Jay
HCA Piano/Spieltechnik
Roland RD-64 Review
Mit dem RD-64 adressiert endlich mal ein Hersteller die Bedürfnisse des gemeinen Großstadtpianisten. Es mag eine Nische sein, aber wer in Städten mit astronomischen Immobilienpreisen Proberäume mit vier anderen Bands teilen und wegen Parkplatzmangels mit Öffis fahren muss, der weiß wovon ich rede. 64 Tasten, 111cm lang, 13 kg schwer - das sind mal die außergewöhnlichen Eckdaten für ein Stagepiano. Dazu passt das Gerät haargenau in ein Nord Rucksackbag, was noch deutlich mehr Mobilität erlaubt als die Standardtasche von Roland.
Bedienung
Das Look&Feel entstammt Rolands Controller Serie (A-49, A-88), was bedeutet, das Bedienfeld ist links und nicht oben. Dadurch wird das RD-64 etwas länger als es sein müsste, bleibt aber schön schmal. Ob so oder doch anders die bessere Lösung ist, dazu hat wahrscheinlich jeder seine individuelle Ansicht. Insgesamt ist das Bedienfeld sehr übersichtlich und praktisch, z.B. mit extra Tasten für Oktavverschiebung. Die einzelnen Soundbänke können direkt angewählt werden und haben separate Buttons für die jeweils drei Untervarianten. Keine Doppelbelegung, alles auf einen Blick, das ist für live unschlagbar.

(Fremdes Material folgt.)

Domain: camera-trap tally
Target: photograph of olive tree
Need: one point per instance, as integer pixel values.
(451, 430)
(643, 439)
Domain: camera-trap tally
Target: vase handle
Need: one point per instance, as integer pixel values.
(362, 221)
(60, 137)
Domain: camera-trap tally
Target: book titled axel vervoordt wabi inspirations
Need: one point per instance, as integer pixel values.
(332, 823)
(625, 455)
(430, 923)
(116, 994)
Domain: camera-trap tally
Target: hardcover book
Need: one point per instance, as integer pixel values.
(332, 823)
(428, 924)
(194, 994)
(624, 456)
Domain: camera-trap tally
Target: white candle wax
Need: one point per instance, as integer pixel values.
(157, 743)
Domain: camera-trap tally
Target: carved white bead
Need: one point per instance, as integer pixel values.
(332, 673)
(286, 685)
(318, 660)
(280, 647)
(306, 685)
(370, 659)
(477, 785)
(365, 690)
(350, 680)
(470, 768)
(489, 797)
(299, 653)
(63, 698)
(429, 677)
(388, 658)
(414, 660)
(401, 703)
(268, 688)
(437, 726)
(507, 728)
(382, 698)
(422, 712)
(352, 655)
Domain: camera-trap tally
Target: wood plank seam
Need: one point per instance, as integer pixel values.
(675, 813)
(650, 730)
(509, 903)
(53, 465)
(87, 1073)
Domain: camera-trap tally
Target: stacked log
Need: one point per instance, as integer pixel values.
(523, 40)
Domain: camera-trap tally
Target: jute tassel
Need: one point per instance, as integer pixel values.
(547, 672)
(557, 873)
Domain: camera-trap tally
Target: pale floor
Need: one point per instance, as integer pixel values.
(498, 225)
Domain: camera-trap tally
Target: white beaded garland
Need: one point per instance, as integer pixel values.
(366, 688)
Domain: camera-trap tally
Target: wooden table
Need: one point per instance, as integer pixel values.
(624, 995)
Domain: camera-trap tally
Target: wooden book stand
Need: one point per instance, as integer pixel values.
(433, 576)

Aus Pianistensicht sind die diversen Controllerfunktionen natürlich fraglich. Das kombinierte Modulations- und Pitchrad ist ohnehin nicht die beste Lösung, dazu sticht der Joystick beim Verpacken unangenehm hervor. Zumindest weniger störend ist der berührungslose Controller (D-Beam), der mit bestimmten Funktionen belegt werden kann (Volume, Pitch). Dagegen ist der 2-Band-Equalizer ein sehr praktisches Feature im Bandkontext.
Anschlüsse&Zubehör
Kurz und knapp, es ist alles da, was man erwartet, mit Ausnahme eines Midi-In. Außerdem hat auch das RD-64 den Makel des externen Netzteils. Der Stecker ist immerhin (leicht) gesichert und das Netzteil hat ein separates Kabel mit Schuko, man blockiert also nicht zwei Plätze am Verteiler. Der Eingang fürs Haltepedal ist halbpedalfähig und ein entsprechendes Pedal wird mitgeliefert. Ein Aufsatz-Notenständer ist leider nicht verfügbar.
Was auffällt ist der geringe Ausgangspegel sowohl über Kopfhörer als auch per Line-out. Besonders wenn noch eine DI-Box dazwischen hängt, kann das live zu Diskussionen mit dem Tontechniker führen. Gemessen an meiner persönlichen Erfahrung ist das der größte Minuspunkt des RD-64.
Sound
Im Vordergrund stehen zwei sehr gut abgestimmte Pianosounds. Piano 1 ist auf realistische Nachbildung ausgelegt und sollte unbedingt mit beiden Effekten (Resonanz, Enhancer) gespielt werden. Dann entwickelt sich solo und in kleinen Besetzungen eine Soundfülle und Dynamik, die umfangreichen pianistischen Ausdruck ermöglicht. Piano 2 (Bright Piano) klingt alleine etwas blechern, ist aber sehr gut für den Bandeinsatz, wenn mehr Durchsetzungsfähigkeit und ein aufgeräumterer Sound erforderlich sind. Ich habe beide Pianos bereits eingesetzt, nutze momentan allerdings ausschließlich Piano 1 in der beschriebenen Konfiguration.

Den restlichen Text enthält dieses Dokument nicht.